What makes or breaks software is the balance between developer efficiency and code quality. With no previous coding experience in Ruby and a short delivery deadline, I was able to leverage the power of Ruby libraries in designing micro APIs within a span of a few weeks.
The product to be built can be said to be a representation of an accounting and billing and disputes management portal.
## What our software requirements were? - Lowest footprint possible - avoid programming nitty gritties, and focus on business logic. - Loosely coupled components - The layers of the API should be flexible to changes in data structure. - Think HTTP, not models. - Separation of concerns.
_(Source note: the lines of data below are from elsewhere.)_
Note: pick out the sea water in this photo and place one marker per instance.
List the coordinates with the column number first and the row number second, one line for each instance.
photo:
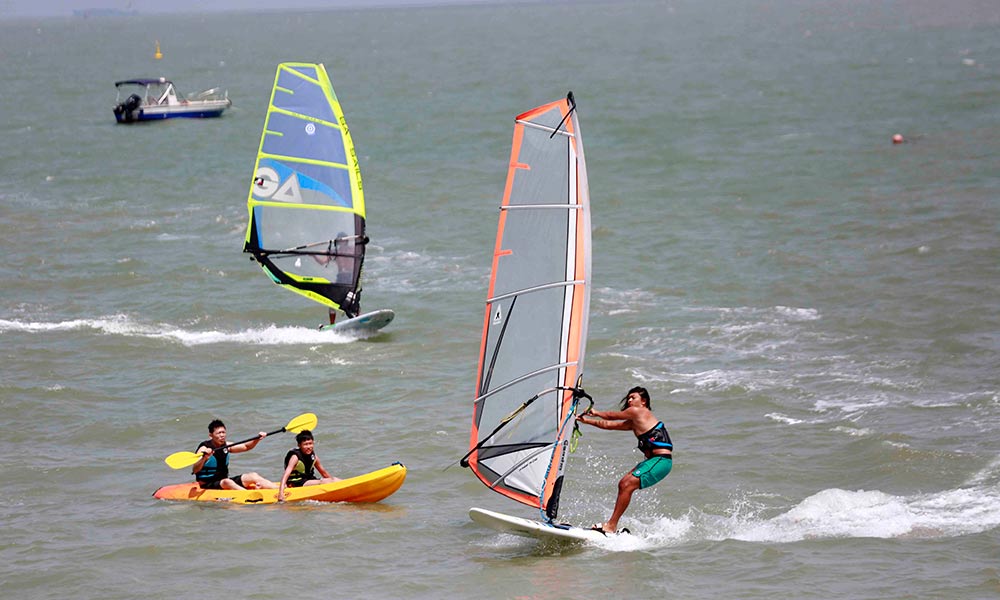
column 813, row 308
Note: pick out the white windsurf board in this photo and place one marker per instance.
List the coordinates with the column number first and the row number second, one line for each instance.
column 535, row 529
column 362, row 325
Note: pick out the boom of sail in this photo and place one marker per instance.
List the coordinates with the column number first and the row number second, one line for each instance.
column 306, row 202
column 535, row 326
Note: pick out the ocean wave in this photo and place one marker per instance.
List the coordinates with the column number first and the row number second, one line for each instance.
column 123, row 325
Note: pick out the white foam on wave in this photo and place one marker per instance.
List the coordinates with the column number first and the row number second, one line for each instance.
column 838, row 513
column 123, row 325
column 830, row 514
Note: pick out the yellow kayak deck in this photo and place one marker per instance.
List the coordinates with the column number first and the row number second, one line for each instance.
column 370, row 487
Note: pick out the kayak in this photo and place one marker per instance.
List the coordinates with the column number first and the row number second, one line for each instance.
column 370, row 487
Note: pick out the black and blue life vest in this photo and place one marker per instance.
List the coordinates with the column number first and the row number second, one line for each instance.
column 215, row 468
column 303, row 470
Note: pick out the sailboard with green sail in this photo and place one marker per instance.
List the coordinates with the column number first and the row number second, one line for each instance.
column 535, row 326
column 306, row 202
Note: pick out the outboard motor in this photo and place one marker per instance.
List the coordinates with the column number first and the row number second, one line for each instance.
column 126, row 110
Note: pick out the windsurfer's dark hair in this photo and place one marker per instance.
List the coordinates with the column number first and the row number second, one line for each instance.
column 642, row 394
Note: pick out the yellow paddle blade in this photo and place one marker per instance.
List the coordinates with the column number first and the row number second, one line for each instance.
column 303, row 421
column 179, row 460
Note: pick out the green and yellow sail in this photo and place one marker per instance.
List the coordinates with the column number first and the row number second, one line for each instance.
column 306, row 201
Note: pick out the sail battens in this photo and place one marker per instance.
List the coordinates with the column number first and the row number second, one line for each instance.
column 535, row 323
column 309, row 118
column 543, row 128
column 542, row 206
column 306, row 161
column 537, row 288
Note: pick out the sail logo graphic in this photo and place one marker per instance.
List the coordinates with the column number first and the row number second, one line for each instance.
column 268, row 185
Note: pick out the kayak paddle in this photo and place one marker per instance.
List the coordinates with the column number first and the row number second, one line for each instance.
column 179, row 460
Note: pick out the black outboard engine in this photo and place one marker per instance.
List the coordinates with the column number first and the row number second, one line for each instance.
column 126, row 110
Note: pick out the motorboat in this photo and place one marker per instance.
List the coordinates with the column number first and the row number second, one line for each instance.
column 157, row 99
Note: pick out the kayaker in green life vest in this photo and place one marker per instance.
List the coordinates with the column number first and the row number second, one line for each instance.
column 301, row 465
column 212, row 469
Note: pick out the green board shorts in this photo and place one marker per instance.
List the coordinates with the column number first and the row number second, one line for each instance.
column 652, row 470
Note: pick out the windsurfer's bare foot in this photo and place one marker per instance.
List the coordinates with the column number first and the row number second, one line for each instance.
column 603, row 528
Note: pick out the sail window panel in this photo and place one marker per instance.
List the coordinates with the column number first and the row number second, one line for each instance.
column 304, row 97
column 301, row 183
column 304, row 139
column 545, row 180
column 529, row 465
column 282, row 228
column 533, row 242
column 523, row 336
column 537, row 424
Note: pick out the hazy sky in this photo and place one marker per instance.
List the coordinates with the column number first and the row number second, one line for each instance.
column 53, row 8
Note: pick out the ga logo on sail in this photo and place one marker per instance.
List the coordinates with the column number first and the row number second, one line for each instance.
column 268, row 185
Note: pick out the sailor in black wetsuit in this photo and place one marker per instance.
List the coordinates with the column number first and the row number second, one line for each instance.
column 654, row 442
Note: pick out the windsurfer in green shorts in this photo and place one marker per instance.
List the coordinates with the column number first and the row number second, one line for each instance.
column 654, row 442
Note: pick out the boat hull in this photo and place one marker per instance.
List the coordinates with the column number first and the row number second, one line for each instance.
column 370, row 487
column 204, row 110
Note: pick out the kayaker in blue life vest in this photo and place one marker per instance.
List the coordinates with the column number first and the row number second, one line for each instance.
column 654, row 442
column 300, row 464
column 212, row 469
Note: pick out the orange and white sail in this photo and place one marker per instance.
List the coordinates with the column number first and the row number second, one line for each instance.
column 535, row 324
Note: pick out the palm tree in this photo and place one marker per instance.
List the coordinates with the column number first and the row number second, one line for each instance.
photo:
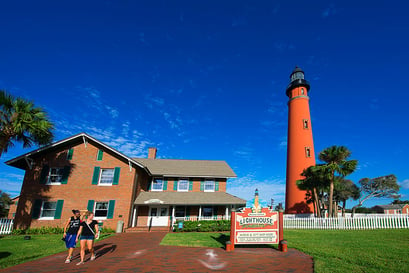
column 315, row 183
column 21, row 121
column 336, row 163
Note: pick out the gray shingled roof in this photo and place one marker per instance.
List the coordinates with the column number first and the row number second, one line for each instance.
column 188, row 198
column 187, row 168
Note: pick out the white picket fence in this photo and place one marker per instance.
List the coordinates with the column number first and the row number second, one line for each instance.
column 383, row 221
column 6, row 226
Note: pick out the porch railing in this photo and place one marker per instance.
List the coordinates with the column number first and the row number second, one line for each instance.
column 6, row 226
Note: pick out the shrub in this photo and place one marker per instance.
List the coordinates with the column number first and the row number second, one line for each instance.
column 41, row 230
column 203, row 226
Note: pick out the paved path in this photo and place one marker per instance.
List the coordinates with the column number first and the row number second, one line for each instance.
column 141, row 252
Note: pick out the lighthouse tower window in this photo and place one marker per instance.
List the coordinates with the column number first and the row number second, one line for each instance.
column 307, row 152
column 305, row 123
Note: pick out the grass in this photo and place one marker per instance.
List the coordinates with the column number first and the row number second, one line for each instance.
column 15, row 250
column 333, row 251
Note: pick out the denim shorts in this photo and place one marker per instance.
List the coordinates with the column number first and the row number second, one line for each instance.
column 70, row 240
column 89, row 237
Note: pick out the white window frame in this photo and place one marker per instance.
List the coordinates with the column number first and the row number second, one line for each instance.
column 100, row 177
column 153, row 180
column 49, row 176
column 203, row 208
column 94, row 210
column 184, row 211
column 187, row 184
column 209, row 190
column 42, row 209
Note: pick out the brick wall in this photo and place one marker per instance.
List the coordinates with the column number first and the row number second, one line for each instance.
column 79, row 188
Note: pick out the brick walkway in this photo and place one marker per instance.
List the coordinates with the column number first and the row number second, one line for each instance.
column 141, row 252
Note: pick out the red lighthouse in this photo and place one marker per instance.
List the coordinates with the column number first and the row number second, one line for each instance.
column 300, row 145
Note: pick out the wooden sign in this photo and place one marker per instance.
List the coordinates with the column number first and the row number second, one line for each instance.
column 261, row 226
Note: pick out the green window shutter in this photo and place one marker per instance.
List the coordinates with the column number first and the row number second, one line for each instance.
column 100, row 154
column 70, row 153
column 44, row 174
column 90, row 206
column 36, row 209
column 58, row 209
column 95, row 176
column 65, row 174
column 111, row 207
column 116, row 175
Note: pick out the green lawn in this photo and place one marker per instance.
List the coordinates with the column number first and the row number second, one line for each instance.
column 333, row 251
column 15, row 250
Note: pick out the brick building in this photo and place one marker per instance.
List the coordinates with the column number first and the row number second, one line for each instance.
column 81, row 172
column 13, row 207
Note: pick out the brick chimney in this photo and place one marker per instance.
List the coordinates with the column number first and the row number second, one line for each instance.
column 152, row 153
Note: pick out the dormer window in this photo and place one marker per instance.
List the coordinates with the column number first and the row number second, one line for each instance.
column 209, row 185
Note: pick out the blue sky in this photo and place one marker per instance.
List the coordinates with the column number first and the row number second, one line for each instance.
column 207, row 80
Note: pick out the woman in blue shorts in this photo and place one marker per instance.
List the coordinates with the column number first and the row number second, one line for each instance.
column 70, row 233
column 88, row 231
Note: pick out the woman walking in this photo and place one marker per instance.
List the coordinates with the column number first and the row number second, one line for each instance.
column 70, row 233
column 88, row 231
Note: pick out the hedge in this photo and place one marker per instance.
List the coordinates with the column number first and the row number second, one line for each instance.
column 203, row 226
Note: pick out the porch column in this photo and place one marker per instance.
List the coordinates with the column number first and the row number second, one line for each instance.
column 200, row 212
column 173, row 215
column 135, row 208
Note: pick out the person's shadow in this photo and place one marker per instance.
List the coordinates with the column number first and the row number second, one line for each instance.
column 99, row 250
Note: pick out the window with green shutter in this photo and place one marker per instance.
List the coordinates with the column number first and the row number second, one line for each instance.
column 90, row 206
column 100, row 154
column 35, row 214
column 70, row 153
column 95, row 176
column 116, row 176
column 111, row 208
column 44, row 174
column 58, row 209
column 65, row 174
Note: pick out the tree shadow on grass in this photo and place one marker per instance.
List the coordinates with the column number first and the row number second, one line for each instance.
column 4, row 254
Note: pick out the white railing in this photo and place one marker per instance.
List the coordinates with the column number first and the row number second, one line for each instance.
column 6, row 226
column 381, row 221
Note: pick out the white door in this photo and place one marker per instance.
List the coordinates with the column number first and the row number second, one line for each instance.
column 158, row 216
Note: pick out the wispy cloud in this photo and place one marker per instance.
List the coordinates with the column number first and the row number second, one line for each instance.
column 404, row 184
column 245, row 186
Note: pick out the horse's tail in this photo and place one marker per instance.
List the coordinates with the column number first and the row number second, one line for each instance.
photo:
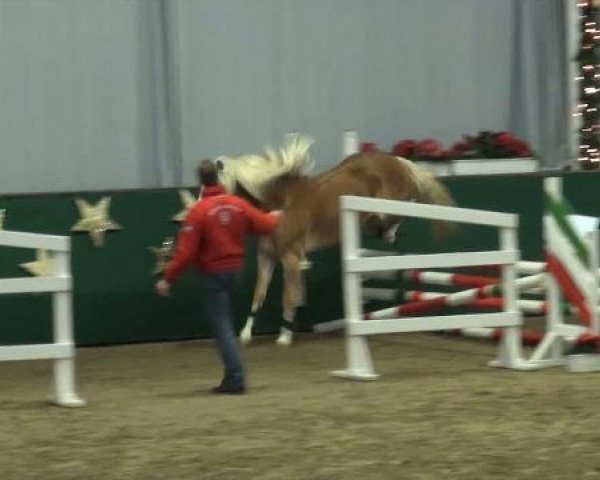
column 428, row 189
column 295, row 153
column 293, row 157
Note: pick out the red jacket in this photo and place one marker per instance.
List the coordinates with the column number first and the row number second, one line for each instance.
column 212, row 235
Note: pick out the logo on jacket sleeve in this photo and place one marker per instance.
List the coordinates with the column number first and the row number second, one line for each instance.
column 224, row 216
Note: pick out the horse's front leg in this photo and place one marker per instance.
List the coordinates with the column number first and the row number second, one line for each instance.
column 266, row 263
column 292, row 295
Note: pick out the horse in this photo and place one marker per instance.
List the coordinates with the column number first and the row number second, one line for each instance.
column 309, row 205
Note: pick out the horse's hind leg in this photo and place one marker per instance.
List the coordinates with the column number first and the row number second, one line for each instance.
column 266, row 264
column 292, row 295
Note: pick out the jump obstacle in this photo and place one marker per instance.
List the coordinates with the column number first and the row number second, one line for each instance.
column 358, row 328
column 572, row 267
column 62, row 350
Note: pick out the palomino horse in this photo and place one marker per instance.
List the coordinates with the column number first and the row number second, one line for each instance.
column 310, row 208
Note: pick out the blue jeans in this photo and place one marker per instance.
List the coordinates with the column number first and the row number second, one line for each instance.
column 218, row 289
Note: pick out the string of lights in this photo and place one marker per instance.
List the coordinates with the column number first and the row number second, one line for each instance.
column 588, row 85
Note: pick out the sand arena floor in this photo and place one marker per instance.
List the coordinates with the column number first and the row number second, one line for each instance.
column 438, row 412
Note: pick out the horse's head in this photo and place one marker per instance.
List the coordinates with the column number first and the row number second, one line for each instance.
column 260, row 178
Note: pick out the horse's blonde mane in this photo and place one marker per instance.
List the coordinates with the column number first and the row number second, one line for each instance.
column 254, row 171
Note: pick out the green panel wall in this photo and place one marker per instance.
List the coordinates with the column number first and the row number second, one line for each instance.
column 114, row 300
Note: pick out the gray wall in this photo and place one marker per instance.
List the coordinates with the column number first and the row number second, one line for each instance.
column 104, row 94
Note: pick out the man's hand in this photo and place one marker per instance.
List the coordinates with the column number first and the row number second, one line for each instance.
column 162, row 288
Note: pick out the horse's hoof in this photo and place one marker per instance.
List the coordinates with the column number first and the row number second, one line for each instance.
column 284, row 341
column 245, row 337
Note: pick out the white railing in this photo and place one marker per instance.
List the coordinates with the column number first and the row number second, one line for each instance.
column 359, row 363
column 62, row 350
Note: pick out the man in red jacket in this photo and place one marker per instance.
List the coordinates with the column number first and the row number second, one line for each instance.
column 212, row 237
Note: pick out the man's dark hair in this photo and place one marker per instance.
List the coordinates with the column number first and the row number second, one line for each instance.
column 208, row 173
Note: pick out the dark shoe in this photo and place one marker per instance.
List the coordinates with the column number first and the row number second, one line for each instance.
column 230, row 389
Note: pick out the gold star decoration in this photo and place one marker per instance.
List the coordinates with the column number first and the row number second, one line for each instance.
column 188, row 201
column 95, row 220
column 43, row 266
column 163, row 255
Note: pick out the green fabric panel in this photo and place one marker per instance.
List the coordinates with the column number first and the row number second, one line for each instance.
column 114, row 300
column 113, row 297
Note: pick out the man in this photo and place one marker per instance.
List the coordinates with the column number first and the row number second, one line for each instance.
column 212, row 237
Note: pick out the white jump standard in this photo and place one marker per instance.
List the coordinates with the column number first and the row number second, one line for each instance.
column 62, row 351
column 359, row 363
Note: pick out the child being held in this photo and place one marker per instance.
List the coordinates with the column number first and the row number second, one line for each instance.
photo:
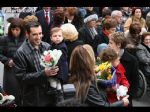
column 108, row 54
column 59, row 44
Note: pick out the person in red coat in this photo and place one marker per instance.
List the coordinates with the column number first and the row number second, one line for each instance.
column 110, row 55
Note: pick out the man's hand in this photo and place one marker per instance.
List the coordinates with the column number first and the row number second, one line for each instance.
column 10, row 63
column 51, row 71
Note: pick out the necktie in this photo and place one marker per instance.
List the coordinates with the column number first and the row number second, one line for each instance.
column 46, row 18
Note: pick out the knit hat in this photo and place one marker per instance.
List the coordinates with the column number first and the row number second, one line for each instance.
column 101, row 47
column 90, row 16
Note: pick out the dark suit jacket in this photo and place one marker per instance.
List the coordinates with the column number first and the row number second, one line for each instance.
column 45, row 28
column 130, row 64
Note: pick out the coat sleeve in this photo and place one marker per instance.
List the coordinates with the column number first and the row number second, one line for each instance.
column 22, row 74
column 142, row 56
column 3, row 51
column 95, row 98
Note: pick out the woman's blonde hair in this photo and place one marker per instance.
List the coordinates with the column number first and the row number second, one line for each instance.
column 81, row 67
column 70, row 33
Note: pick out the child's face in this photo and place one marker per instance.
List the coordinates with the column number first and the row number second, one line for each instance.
column 57, row 37
column 116, row 62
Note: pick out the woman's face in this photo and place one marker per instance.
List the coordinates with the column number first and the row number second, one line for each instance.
column 113, row 45
column 16, row 31
column 147, row 40
column 138, row 13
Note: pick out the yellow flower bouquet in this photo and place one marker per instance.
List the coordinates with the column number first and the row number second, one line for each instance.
column 106, row 74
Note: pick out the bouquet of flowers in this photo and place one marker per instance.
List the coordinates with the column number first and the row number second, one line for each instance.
column 50, row 58
column 121, row 91
column 106, row 74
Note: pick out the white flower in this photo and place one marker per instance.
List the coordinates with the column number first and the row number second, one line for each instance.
column 45, row 53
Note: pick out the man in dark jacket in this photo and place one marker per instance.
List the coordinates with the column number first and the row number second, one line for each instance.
column 30, row 74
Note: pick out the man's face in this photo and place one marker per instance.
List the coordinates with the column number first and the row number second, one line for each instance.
column 57, row 37
column 35, row 36
column 15, row 31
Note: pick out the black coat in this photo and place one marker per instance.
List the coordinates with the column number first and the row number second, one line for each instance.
column 97, row 97
column 62, row 63
column 45, row 28
column 130, row 64
column 34, row 83
column 86, row 37
column 71, row 46
column 8, row 48
column 102, row 37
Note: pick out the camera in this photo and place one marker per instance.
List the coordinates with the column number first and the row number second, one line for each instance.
column 68, row 91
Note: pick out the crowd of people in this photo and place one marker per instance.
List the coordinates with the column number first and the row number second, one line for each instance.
column 84, row 35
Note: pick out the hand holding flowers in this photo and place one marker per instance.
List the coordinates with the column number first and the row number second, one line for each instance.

More predictable change. ## 3 RESTful API layers: Presentation, Business logic and Data access. ## Why Rails wasn’t the best fit here. - Focuses on model driven applications. - Good choice when building big, monolithic web applications. - Less design control in the developer’s hand. Tries to curate the best set of technologies. ## Sinatra: A thin and lightweight framework built on top of Rack. - Follows an abstract pattern: no restrictions on organising code. Developer decides the modelling. Trade convenience for design decisions. - Supports Rack Middlewares. - Uses throw-catch to control program flow. route_eval. - Metaprogramming in Sinatra: Ease of writing and registering extensions with Sinatra. - Ease of mounting Sinatra apps inside Rails 3. ## Sequel: Flexible and powerful SQL access toolkit. - Simplicity: Prefers a simple OO design. - PG extended query protocol. - Application code is not tied to the schema. - Datasets: Fetch only when needed concept. ## Sequel vs ActiveRecord. - Complex queries handled using datasets, unlike in Active Record where Raw SQL is the only solution. - Simple queries such as bulk insert of data have better readability. ## This is why Ruby is still relevant: - Years of community contribution. - Unlike Java, where language constraints overpower business logic, Ruby is easier to grasp for beginners.